Hadjira hocha la tête.

- Ceci dit, pharaon n'aime pas quand un dieu prend une trop grosse ampleur. Si les adorateurs d'Ishtat, par exemple, devenaient trop nombreux ou trop demandeurs, pharaon pourrait faire interdire ce culte.

- Demandeurs ? répéta Hadjira.

- Il faut bien faire vivre les prêtres. Il faut bien réparer les temples ou en faire construire de nouveaux. Il faut bâtir des autels. Tout cela coûte cher. Si on demande trop à pharaon, cela peut devenir dangereux alors la plupart des temples fonctionnent sur les dons des adorateurs. C'est pourquoi ces religions ne peuvent pas trop se développer. Ce pharaon apprécie tout particulièrement Osiris, c'est pourquoi il sera présent lorsqu'il sera sorti.

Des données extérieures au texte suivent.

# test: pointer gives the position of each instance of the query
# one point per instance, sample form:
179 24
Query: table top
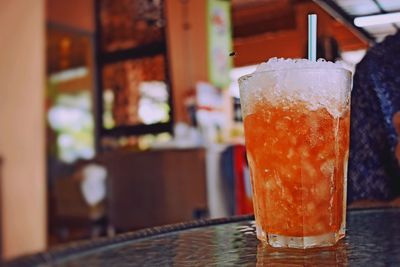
373 239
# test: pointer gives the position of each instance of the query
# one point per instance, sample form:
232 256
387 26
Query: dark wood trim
137 129
337 12
104 58
134 53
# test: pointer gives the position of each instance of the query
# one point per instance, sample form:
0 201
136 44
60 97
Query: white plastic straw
312 37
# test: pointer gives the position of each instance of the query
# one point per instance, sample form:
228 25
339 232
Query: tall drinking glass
296 121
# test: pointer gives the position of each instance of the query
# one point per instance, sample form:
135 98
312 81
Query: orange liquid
298 160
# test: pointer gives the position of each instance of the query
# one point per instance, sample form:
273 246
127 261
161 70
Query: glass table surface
373 239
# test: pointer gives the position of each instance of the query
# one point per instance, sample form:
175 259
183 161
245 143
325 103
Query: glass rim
296 69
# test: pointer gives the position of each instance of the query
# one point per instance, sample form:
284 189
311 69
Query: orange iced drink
296 121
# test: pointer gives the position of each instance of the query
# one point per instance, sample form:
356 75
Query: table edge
70 249
85 246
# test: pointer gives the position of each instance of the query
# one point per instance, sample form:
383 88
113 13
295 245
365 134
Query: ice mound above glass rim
286 82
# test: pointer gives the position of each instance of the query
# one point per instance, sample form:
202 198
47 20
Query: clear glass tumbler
296 124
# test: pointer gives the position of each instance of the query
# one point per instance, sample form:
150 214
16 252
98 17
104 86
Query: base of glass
280 241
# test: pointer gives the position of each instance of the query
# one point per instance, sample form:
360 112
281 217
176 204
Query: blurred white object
185 136
93 186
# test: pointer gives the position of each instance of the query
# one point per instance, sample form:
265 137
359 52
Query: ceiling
348 10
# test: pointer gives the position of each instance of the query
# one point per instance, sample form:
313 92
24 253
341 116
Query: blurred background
118 115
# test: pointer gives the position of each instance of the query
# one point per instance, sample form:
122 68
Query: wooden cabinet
155 187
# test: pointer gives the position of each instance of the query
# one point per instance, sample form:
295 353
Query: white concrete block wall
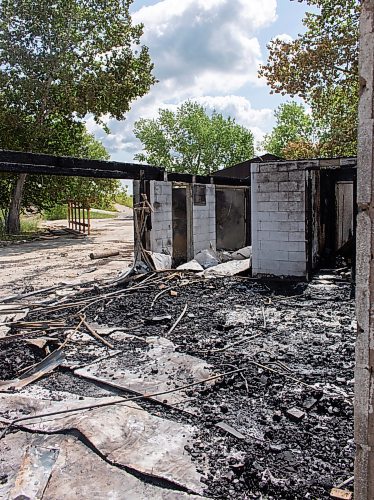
204 222
161 236
279 219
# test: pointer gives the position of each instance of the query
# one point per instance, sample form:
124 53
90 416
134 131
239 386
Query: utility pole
364 372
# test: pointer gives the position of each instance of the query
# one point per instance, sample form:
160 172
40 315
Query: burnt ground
295 343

- Sorti ? On peut sortir un dieu ? demanda Hadjira et la remarque fit sourire Coumba.

- Les prêtres d'Osiris sortent du naos la statue dorée qui représente Osiris, le cœur sombre du temple, où elle repose toute l'année. C'est une cérémonie importante, très ritualisée, qui se termine en grande fête et c'est surtout cela que recherche le peuple.

Hadjira sourit. Elle ne comprenait pas vraiment mais désormais, elle s'en moquait, se contentant d'accepter.